Disclaimmer: Inspirado en la canción I’m Yours de Jason Mraz; Onew no me pertenece (ojalá lo hiciera u_u).

Y ahí estaban. Camino a las estrellas.
Onew se fijó en la sonrisa despreocupada de Lenie mientras hacían fila para subir a la montaña rusa. Le encantaba la manera en que el cabello ondulado bailoteaba alrededor de su rostro. Parecía como si tuviese un halo sobre ella. Era pequeña, esbelta, delicada. No era coreana, pero a su parecer, era hermosa. Una mezcolanza de ángel y hada.— ¿De verdad quieres subirte? —Le preguntó lo más quedamente que pudo, para que nadie que no fuese ella pudiera escucharlo. Se percató entonces de que se había inclinado demasiado a su pequeña oreja, y al instante se apartó fingiendo un leve ataque de tos. Si fuera más valiente, si estuvieran solos, si supiera lo que ella sentía… No se habría apartado. Pero no quería arruinar su amistad. No podía permitírselo. Porque prefería tenerla como amiga, a perderla por querer tenerla de otra manera.
—Claro —Respondió Lenie con una amplia sonrisa, que mostraba la perfección de sus dientes, sacándolo de sus pensamientos — ¿Qué, acaso tienes miedo? —Lo retó ella riendo traviesamente. Luego despejó la mirada, su rostro permaneció sereno y fijó su vista en el horizonte, donde se erguían los edificios de la ciudad.— ¿Miedo? ¿Yo? —Onew bufó confiado —Sólo lo pregunté porque pensé que podrías estarte muriendo de miedo en realidad. En vista de que estás como si te fueras a comer un dulce, nos subiremos a esa montaña rusa.—Por supuesto. Y cuando bajemos y estés llorando como niño pequeño, te obligaré a subirte solo de nuevo —Se burló ella antes de que empezaran a desfilar hasta los asientos. Onew se dejó caer pesadamente y la observó ponerse el arnés de seguridad.—Hagámoslo más divertido: Quien grite más, hace lo que el otro quiera —Retó Onew con los ojos empequeñecidos, brillándole con un aire travieso. Onew pudo leer en los enormes y redondos ojos de Lenie que temía por su integridad moral, pero agradeció el contacto de su pequeño, delicado y femenino meñique cuando lo enredo alrededor del suyo, más grande y tosco por ser varón. Adoraba aquella delicadeza. Aquella fragilidad de porcelana. Pero sabía de propia mano que sólo parecía frágil y quebrantable. Sólo lo parecía, podía jurarlo.

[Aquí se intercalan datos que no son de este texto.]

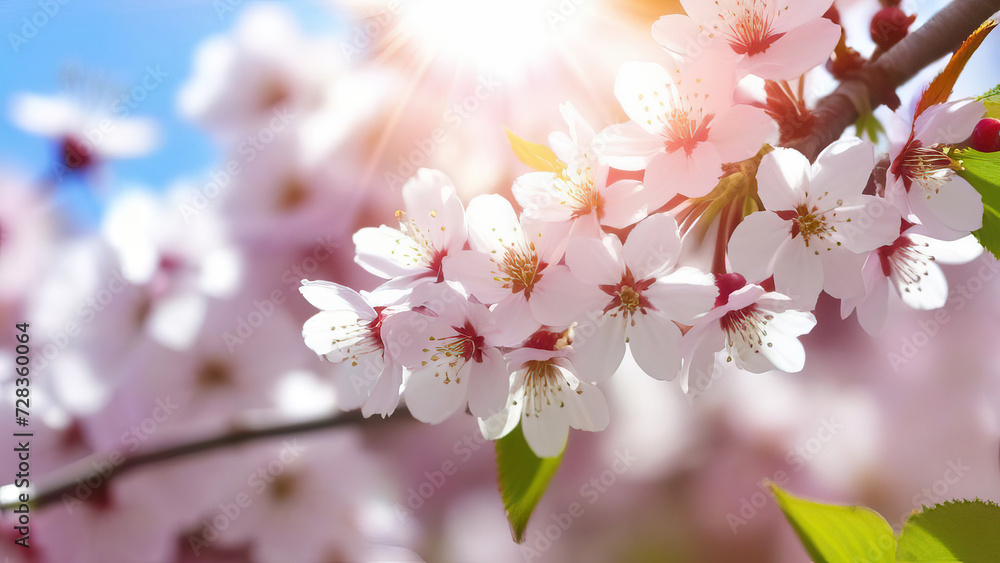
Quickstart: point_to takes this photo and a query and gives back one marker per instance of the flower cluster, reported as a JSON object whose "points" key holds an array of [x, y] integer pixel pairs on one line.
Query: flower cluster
{"points": [[680, 235]]}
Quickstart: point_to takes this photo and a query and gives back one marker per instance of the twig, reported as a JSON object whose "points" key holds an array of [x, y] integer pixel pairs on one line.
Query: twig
{"points": [[65, 480], [877, 81]]}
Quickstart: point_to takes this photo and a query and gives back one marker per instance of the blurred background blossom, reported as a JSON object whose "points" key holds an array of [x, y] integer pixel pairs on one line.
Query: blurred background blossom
{"points": [[170, 171]]}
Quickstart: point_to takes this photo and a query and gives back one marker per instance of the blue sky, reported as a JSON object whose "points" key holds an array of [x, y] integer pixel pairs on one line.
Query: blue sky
{"points": [[119, 39], [113, 42]]}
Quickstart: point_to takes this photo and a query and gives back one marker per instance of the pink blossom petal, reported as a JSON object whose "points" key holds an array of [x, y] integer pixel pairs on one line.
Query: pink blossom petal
{"points": [[546, 432], [513, 316], [387, 252], [684, 295], [948, 123], [587, 409], [792, 13], [957, 206], [652, 247], [740, 131], [679, 34], [385, 393], [798, 273], [699, 347], [477, 273], [780, 178], [753, 248], [842, 273], [493, 224], [627, 146], [599, 347], [433, 206], [931, 292], [693, 175], [654, 341], [489, 384], [625, 203], [874, 309], [596, 262], [797, 51], [559, 298], [841, 172], [870, 224], [639, 87], [535, 192]]}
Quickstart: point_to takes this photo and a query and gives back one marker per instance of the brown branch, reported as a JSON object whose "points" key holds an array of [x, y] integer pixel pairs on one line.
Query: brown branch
{"points": [[66, 480], [877, 81]]}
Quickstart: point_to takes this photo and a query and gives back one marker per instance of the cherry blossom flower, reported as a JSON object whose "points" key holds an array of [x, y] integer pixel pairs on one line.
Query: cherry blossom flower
{"points": [[546, 397], [774, 40], [86, 135], [922, 182], [816, 225], [179, 263], [758, 330], [265, 67], [350, 333], [515, 264], [640, 299], [307, 483], [684, 126], [579, 192], [910, 265], [451, 356], [432, 227]]}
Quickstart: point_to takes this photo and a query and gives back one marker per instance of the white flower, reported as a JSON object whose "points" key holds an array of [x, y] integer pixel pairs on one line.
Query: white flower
{"points": [[85, 134], [639, 297], [684, 126], [264, 66], [546, 398], [778, 40], [579, 192], [910, 265], [180, 263], [921, 181], [350, 333], [816, 225], [431, 228], [759, 332], [447, 344], [514, 264]]}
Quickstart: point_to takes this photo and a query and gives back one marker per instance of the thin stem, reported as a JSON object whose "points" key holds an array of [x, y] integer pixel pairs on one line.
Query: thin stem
{"points": [[64, 481], [877, 80]]}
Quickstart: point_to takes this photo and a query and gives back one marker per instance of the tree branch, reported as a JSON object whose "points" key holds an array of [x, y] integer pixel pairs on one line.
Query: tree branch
{"points": [[877, 81], [65, 480]]}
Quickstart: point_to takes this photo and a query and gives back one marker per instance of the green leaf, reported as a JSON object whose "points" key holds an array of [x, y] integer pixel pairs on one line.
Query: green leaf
{"points": [[538, 157], [523, 478], [965, 531], [939, 90], [991, 100], [838, 534], [982, 170]]}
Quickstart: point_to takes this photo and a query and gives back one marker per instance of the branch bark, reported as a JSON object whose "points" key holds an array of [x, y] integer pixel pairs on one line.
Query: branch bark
{"points": [[877, 81], [66, 480], [941, 35]]}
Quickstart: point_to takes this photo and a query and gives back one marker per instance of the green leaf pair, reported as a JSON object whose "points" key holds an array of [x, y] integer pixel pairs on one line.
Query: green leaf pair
{"points": [[523, 478], [963, 531], [982, 170]]}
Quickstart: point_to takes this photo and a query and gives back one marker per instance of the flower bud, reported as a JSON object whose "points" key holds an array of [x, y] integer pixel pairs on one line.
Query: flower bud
{"points": [[889, 25], [986, 135]]}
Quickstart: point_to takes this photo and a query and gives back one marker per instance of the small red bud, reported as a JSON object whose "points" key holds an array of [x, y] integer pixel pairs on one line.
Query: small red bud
{"points": [[889, 26], [833, 15], [76, 155], [986, 135]]}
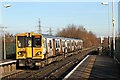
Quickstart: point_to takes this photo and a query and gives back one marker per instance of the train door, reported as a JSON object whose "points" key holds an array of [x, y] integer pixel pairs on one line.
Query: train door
{"points": [[53, 47]]}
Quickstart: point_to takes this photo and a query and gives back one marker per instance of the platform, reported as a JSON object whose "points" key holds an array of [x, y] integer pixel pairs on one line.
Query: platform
{"points": [[96, 67]]}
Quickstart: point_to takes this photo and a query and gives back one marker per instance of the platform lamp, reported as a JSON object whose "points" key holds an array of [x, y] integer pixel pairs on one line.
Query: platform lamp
{"points": [[6, 6]]}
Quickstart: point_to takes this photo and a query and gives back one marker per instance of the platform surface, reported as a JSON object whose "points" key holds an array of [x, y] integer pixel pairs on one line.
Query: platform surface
{"points": [[97, 67]]}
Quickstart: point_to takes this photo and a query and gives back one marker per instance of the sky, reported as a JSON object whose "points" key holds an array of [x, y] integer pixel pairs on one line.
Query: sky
{"points": [[24, 16]]}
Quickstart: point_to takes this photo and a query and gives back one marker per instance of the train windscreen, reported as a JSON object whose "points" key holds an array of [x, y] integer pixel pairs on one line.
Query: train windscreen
{"points": [[37, 41], [22, 41]]}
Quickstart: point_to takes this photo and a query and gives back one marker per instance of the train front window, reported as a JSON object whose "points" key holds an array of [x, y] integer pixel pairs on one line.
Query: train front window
{"points": [[22, 41], [37, 41]]}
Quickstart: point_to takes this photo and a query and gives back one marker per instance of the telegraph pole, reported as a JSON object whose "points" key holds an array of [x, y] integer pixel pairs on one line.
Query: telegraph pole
{"points": [[39, 27]]}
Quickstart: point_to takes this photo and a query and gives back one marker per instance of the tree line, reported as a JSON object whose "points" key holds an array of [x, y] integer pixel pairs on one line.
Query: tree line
{"points": [[73, 31]]}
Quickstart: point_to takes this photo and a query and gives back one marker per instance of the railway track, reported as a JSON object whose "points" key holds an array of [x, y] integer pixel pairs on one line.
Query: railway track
{"points": [[52, 71]]}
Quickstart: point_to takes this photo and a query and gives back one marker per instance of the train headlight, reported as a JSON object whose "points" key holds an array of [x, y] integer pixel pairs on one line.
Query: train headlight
{"points": [[38, 53], [19, 53]]}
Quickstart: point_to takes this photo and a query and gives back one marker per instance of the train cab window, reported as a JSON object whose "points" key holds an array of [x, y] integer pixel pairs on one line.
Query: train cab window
{"points": [[22, 41], [37, 41], [50, 43]]}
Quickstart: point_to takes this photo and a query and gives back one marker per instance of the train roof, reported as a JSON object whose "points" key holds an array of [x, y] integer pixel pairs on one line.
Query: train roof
{"points": [[57, 37]]}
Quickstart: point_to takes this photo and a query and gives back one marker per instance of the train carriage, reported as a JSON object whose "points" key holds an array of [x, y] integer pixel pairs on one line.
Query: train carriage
{"points": [[32, 48]]}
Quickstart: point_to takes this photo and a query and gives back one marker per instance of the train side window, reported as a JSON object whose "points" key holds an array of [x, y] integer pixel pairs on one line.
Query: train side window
{"points": [[50, 43]]}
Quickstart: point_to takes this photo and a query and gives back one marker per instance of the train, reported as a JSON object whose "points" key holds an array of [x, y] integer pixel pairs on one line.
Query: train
{"points": [[38, 50]]}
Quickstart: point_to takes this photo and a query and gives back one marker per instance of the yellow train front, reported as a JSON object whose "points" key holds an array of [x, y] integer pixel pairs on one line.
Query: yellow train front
{"points": [[28, 49], [34, 49]]}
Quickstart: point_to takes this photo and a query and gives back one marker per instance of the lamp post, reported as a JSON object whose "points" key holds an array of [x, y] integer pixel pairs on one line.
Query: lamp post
{"points": [[113, 28], [4, 47], [107, 3]]}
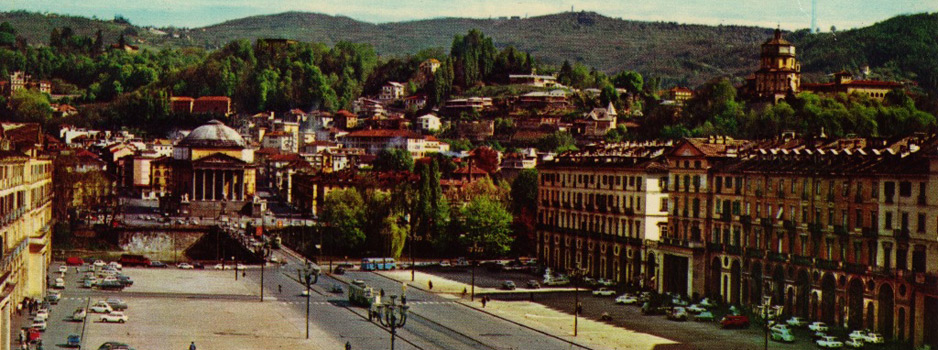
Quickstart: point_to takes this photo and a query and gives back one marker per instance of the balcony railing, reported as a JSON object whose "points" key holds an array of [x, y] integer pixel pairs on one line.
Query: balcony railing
{"points": [[828, 264], [803, 260]]}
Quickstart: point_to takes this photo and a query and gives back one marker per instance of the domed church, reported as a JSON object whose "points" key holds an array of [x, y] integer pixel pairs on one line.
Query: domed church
{"points": [[213, 172]]}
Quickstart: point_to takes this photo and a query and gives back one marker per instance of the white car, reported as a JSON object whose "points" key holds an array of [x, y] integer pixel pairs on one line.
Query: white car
{"points": [[797, 322], [874, 338], [829, 342], [606, 292], [857, 334], [626, 299], [114, 316], [101, 307], [818, 326], [696, 309]]}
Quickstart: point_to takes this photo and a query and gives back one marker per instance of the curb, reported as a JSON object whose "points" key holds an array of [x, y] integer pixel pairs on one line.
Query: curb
{"points": [[464, 304]]}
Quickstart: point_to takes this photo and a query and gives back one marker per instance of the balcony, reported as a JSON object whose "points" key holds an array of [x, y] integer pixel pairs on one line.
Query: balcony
{"points": [[901, 233], [840, 230], [779, 257], [733, 250], [828, 264], [856, 268], [803, 260]]}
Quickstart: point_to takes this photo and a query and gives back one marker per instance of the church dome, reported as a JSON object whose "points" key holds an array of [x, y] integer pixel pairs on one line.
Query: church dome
{"points": [[213, 134]]}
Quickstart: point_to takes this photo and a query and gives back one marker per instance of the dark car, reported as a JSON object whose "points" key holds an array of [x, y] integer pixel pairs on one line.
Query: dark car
{"points": [[734, 321]]}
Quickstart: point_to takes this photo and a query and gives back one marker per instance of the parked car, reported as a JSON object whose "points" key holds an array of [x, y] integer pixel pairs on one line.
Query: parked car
{"points": [[797, 322], [54, 297], [116, 304], [734, 321], [704, 316], [818, 326], [113, 345], [626, 299], [784, 336], [73, 341], [101, 307], [829, 342], [79, 314], [604, 292], [508, 285], [678, 314], [873, 338], [696, 309], [854, 343], [114, 316]]}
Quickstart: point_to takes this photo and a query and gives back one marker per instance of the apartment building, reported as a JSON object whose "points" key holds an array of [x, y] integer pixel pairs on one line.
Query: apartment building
{"points": [[601, 209]]}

Cuando el paseo acabó, no había poder sobrehumano que pudiera borrarle la sonrisa del rostro. Era enorme. Parecía resplandecer. Hasta el Gato Risón se habría sentido avergonzado si lo compararan con él. ¡Había ganado el reto!

Dirigió la mirada a una desencajada Lenie que miraba hacia el frente como en un trance. El cabello ondulado revoloteando aún sobre su cabeza, acariciando sus propios oídos.

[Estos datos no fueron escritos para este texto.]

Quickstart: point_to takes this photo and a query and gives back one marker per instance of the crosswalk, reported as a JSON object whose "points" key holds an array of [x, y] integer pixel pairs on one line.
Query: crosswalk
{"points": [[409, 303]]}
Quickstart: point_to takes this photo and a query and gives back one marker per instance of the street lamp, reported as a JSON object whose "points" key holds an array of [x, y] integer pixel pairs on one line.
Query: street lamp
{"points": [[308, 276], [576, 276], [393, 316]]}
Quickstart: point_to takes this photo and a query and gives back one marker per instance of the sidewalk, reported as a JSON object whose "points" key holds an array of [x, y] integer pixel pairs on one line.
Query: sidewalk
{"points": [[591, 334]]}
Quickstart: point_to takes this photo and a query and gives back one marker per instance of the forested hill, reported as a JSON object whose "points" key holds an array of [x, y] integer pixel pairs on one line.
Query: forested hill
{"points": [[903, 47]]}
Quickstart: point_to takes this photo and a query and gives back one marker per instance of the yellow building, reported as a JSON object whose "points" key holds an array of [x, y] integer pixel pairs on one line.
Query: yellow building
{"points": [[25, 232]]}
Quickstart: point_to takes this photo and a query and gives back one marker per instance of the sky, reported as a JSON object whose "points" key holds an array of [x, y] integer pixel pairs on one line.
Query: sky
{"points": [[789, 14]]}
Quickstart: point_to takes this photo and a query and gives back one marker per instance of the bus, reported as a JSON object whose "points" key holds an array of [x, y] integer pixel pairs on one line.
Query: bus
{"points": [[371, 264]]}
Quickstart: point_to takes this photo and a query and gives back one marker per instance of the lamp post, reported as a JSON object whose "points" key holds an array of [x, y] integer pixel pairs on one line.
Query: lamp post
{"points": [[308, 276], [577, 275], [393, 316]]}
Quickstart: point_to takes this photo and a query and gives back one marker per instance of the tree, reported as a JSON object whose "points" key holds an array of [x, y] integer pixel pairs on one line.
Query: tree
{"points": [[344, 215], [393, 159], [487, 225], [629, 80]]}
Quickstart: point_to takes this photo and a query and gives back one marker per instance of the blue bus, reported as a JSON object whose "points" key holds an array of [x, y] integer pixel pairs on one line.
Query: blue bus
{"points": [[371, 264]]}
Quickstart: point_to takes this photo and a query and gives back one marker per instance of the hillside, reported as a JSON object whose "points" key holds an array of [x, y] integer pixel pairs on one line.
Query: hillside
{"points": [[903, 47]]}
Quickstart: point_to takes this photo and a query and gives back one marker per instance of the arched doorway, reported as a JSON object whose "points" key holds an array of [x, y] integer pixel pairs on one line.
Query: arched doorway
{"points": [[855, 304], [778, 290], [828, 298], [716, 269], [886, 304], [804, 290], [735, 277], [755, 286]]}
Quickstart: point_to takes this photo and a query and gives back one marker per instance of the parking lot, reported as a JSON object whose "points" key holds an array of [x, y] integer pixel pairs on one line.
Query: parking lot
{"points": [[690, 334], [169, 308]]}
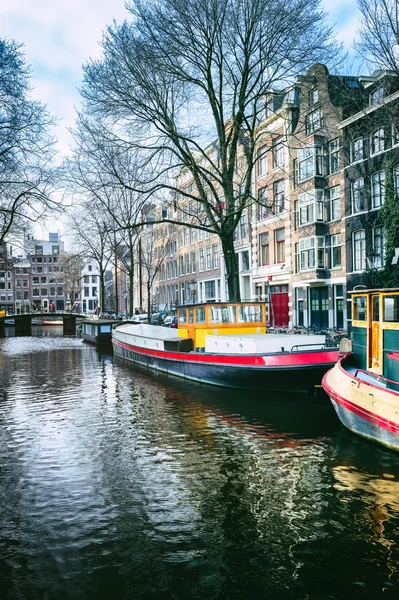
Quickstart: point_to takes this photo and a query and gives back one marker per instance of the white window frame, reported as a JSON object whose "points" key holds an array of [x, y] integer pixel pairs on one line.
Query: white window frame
{"points": [[378, 189], [359, 250]]}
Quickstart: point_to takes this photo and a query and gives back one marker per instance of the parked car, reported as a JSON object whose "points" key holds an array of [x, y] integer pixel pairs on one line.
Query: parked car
{"points": [[158, 318], [143, 318], [170, 321]]}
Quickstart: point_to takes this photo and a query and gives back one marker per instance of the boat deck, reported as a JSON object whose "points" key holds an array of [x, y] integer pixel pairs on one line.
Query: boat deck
{"points": [[372, 378]]}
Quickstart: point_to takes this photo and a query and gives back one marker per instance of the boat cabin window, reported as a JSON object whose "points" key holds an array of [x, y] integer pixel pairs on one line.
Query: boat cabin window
{"points": [[200, 315], [223, 314], [391, 309], [359, 308], [249, 314]]}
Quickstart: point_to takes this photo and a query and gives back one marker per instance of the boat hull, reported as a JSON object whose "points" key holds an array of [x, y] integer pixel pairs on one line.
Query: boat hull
{"points": [[275, 372], [363, 403]]}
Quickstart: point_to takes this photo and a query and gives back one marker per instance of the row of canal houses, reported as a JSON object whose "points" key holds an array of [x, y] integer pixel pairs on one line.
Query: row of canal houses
{"points": [[314, 230]]}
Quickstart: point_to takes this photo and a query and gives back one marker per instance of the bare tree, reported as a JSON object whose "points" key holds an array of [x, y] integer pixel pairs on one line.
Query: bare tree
{"points": [[379, 33], [91, 238], [185, 83], [27, 156]]}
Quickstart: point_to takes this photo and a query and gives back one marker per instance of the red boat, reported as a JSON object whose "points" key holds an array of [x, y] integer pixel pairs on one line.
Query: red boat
{"points": [[227, 345]]}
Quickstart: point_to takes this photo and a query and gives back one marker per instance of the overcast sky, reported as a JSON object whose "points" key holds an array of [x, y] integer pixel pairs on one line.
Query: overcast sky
{"points": [[60, 35]]}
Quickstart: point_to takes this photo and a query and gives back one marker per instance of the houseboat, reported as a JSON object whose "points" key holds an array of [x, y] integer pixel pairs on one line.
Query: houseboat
{"points": [[96, 331], [364, 386], [226, 344]]}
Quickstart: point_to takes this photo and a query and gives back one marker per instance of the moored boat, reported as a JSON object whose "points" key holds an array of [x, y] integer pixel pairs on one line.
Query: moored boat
{"points": [[97, 331], [364, 386], [226, 345]]}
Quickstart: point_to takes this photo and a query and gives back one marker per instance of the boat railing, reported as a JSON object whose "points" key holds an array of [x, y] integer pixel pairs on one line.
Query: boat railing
{"points": [[316, 345]]}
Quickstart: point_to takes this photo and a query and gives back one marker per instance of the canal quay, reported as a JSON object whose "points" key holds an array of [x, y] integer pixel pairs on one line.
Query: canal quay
{"points": [[118, 483]]}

— ¿Lenie? —Musitó soltando una quisquillosa risita entre dientes. La miró expectante.

—No voy a llorar —Atinó a decir ella con los ojos cristalinos, apretando los carnosos y rosáceos labios en un tenso puchero. Su tono le había parecido tan tierno y lleno de gracia que no pudo evitar soltar una rica y profunda carcajada. Lenie salió disparada de su asiento como si tuviera pánico a que el juego iniciara de nuevo. Onew sabía de antemano que Lenie gritaría como alma que llevaba el diablo cuando estuviesen en la montaña rusa. Siempre lo hacía, también siempre apostaba a que sería él quien gritase. Y siempre salía perdiendo.

Cuando la alcanzó en el filo de las escaleras y pasó un brazo sobre sus esbeltos y estrechos hombros, echó una risita tonta al aire.

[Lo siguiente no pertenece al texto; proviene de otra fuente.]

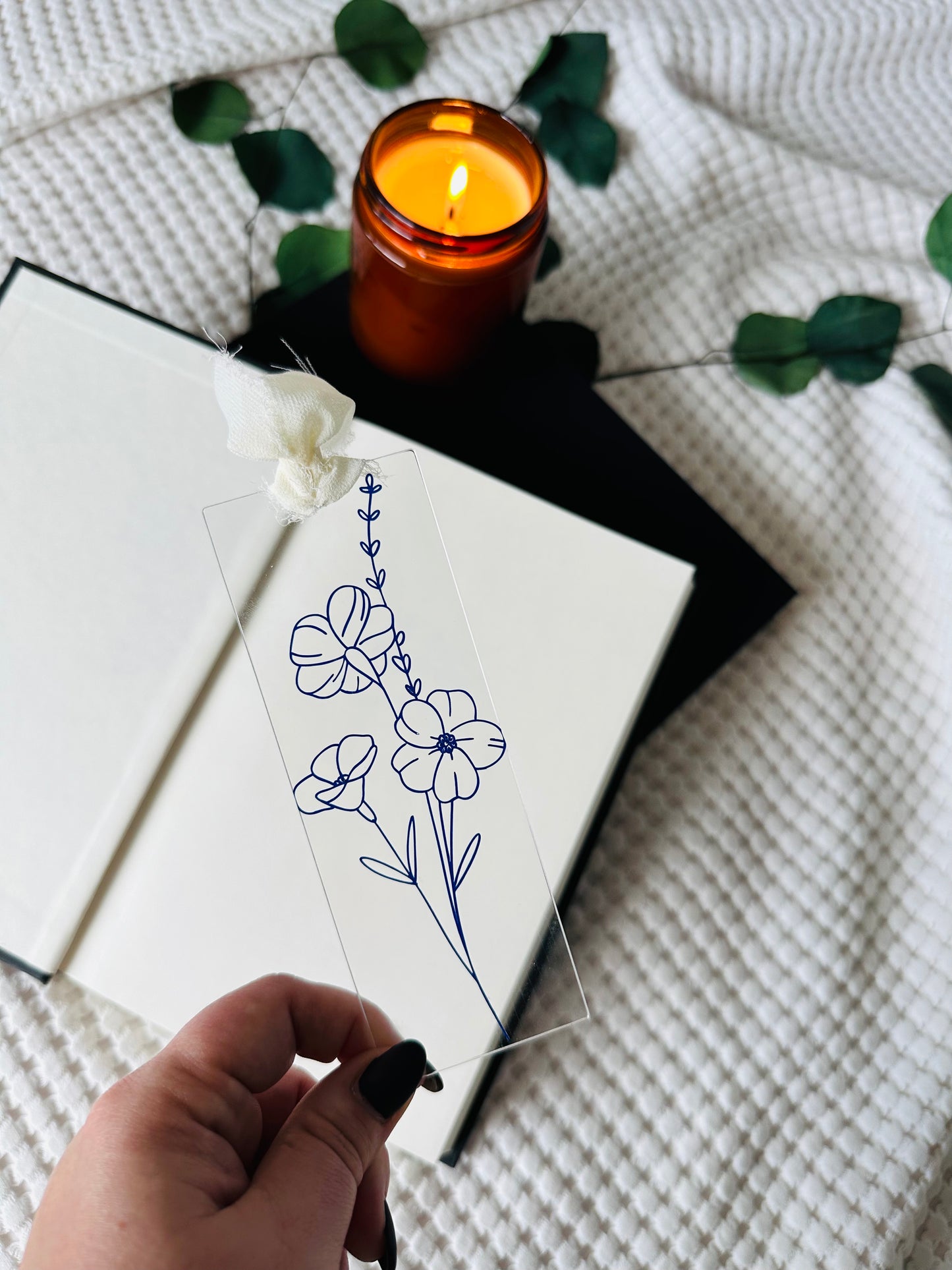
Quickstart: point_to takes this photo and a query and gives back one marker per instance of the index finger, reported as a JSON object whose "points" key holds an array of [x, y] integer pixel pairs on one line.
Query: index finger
{"points": [[254, 1033]]}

—Me parece, pequeño duende, que has perdido. Ahora, ¿qué deberías hacer para verme feliz? —Se burló fingiendo seriedad, posando uno de sus largos y gruesos dedos sobre la quijada y parte de los labios, frunciendo el entrecejo con la mirada taciturna, como buscando una buena idea. Entonces encontró, allá a lo lejos, la Casa Embrujada. Sonrió maliciosamente, y la vio abrir sus hermosos ojos color caramelo desmesuradamente. Sus largas y rizadas pestañas negras y densas le delinearon los parpados. Era tan hermosa, pensó en su fuero interno. Una belleza sencilla, sus encantos no eran salvajemente llamativos. Ella giró su cabeza, haciendo que las ondas de su melena castaña se alborotaran con el viento. Cuando volvió a posar la mirada en él, estaba boquiabierta, y su semblante lo negaba por completo.
—Ni creas que me harás entrar ahí —Anunció ella con tono inflexible, cruzando sus esbeltos brazos debajo del pecho, negando sutilmente con la cabeza. Sonaba endemoniadamente decidida.
Onew sólo se limitó a echar una risita que serpenteó entre sus dientes y verla descaradamente.

—No puedo creer que me obligaras a hacerlo.
Lenie estaba cruzada de brazos, con Jin Ki sacando los boletos en la taquilla.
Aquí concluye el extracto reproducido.